Add a post count filter: The Profile Scraper also returns the number of posts (postsCount). Add a third filter condition to require accounts to have at least 10–20 posts — filtering out brand-new or inactive accounts that are unlikely to be active creators.
Research multiple hashtags: Store a list of target hashtags in a Google Sheet. Add a “Read Rows” node at the start and a Loop node to run the entire pipeline for each hashtag in sequence. This builds a comprehensive lead list across an entire niche in one run.
Deduplicate across runs: If you run the workflow weekly, the same creator may appear in multiple runs. Add a step that checks whether the username already exists in your leads spreadsheet before appending — preventing duplicate entries from accumulating.
Add email discovery: Some creators include their email in their bio field. Add a Code node with a simple regex to extract email addresses from bios where they’re present, and write them to a separate column in your sheet.
Use Cases for Instagram Hashtag Scraping
Influencer discovery: Search hashtags in your product niche and surface creators with engaged followings. Rather than manually browsing Instagram for hours, this workflow builds a candidate list in minutes — with follower counts ready for filtering.
Competitor audience research: Search hashtags associated with competitors’ products or communities. The creators posting under those hashtags are your competitor’s audience — potential customers who care about the space you compete in.
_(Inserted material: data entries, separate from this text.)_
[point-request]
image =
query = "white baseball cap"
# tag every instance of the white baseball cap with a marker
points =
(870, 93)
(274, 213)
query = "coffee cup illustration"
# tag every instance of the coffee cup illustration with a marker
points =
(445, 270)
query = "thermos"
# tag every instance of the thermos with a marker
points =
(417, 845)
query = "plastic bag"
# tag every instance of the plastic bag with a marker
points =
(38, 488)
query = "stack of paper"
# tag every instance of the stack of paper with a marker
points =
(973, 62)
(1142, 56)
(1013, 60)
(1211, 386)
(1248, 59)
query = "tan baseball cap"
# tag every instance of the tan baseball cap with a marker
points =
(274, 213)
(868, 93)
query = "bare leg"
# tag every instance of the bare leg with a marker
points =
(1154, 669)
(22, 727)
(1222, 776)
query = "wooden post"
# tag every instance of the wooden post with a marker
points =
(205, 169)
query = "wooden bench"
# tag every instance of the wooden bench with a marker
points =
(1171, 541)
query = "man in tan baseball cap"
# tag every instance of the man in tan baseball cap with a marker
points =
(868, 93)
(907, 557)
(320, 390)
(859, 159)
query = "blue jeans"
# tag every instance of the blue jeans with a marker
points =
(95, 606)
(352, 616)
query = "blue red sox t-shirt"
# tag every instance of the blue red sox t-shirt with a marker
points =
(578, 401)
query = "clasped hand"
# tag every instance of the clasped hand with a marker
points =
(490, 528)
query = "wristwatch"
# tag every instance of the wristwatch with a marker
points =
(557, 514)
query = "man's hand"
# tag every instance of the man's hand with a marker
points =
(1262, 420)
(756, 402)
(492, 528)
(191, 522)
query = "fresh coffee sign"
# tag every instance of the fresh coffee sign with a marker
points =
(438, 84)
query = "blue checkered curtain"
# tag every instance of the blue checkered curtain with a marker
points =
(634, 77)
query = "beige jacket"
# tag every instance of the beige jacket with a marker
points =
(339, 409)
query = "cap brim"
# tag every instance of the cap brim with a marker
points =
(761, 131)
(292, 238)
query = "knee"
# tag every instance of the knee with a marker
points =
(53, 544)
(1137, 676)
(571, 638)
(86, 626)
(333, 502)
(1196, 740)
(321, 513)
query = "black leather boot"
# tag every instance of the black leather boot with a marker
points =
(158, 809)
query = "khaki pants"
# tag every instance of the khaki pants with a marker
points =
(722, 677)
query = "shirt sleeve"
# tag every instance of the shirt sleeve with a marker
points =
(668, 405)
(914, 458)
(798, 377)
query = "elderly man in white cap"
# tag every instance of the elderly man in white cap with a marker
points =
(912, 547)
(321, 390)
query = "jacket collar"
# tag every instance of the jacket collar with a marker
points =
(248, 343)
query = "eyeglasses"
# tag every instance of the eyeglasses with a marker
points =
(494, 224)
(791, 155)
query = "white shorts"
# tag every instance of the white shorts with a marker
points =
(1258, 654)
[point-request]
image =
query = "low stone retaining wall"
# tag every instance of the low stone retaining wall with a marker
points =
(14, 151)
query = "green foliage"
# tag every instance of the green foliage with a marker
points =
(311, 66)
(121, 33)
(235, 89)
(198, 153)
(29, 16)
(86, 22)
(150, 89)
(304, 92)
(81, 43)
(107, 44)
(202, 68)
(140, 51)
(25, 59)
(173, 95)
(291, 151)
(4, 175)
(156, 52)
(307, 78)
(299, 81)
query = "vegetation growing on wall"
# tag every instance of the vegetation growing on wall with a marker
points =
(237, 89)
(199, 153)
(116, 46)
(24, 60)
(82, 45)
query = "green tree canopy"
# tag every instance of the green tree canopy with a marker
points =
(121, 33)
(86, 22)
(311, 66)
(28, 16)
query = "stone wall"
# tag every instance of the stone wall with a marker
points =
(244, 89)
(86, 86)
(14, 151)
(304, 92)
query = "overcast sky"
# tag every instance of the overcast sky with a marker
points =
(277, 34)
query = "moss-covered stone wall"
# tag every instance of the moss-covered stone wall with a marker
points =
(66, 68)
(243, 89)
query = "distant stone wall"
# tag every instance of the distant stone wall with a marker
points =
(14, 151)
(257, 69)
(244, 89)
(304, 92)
Affiliate partner prospecting: Find creators already posting about topics adjacent to your product. Their bios and follower counts let you quickly assess fit before reaching out with an affiliate partnership proposal.
Brand mention monitoring: Search hashtags or keywords associated with your brand. The workflow surfaces who’s talking about your product or category on Instagram — useful for community management and PR outreach.
Market research: Aggregate data across multiple hashtags over time to understand which topics are growing on Instagram, which creators are becoming more active, and where audience attention is shifting in your niche.
Tips, Troubleshooting, and Best Practices
Always use the native Apify n8n node. The older HTTP Request approach (posting directly to Apify’s API endpoint) still works but is more complex to configure and maintain. The native node handles authentication, input formatting, and dataset retrieval more cleanly. If you’re on an older workflow that uses HTTP Request for Apify, migrate it to the native node.
Pin data after each actor run. Apify actors cost credits. After a successful run, pin the output of both the Run Actor node and the Get Dataset Items node. This lets you develop and debug all downstream nodes without running the actor again.
Add Remove Duplicates before the Code node. If the same creator posts multiple times under a hashtag, you’ll scrape their profile multiple times. A Remove Duplicates node on Username before the Code node prevents this and saves credits on Actor 2.
Set data types correctly in the Filter node. Follower count must be Number (not String) for the greater-than comparison to work. Private must be Boolean. Getting these wrong produces silently incorrect filter results — the node runs without error but lets through the wrong records.
Enable “Wait to finish” on Actor 2. If this isn’t enabled, the workflow moves to the next step before Actor 2 has finished running, and the Get Dataset Items node returns empty results. Always ensure wait-to-finish is on for any actor that feeds into downstream nodes.
Start with a small test hashtag. Use a niche hashtag with fewer posts for initial testing — it runs faster and costs fewer credits. Once the workflow is verified end-to-end, switch to your target hashtag.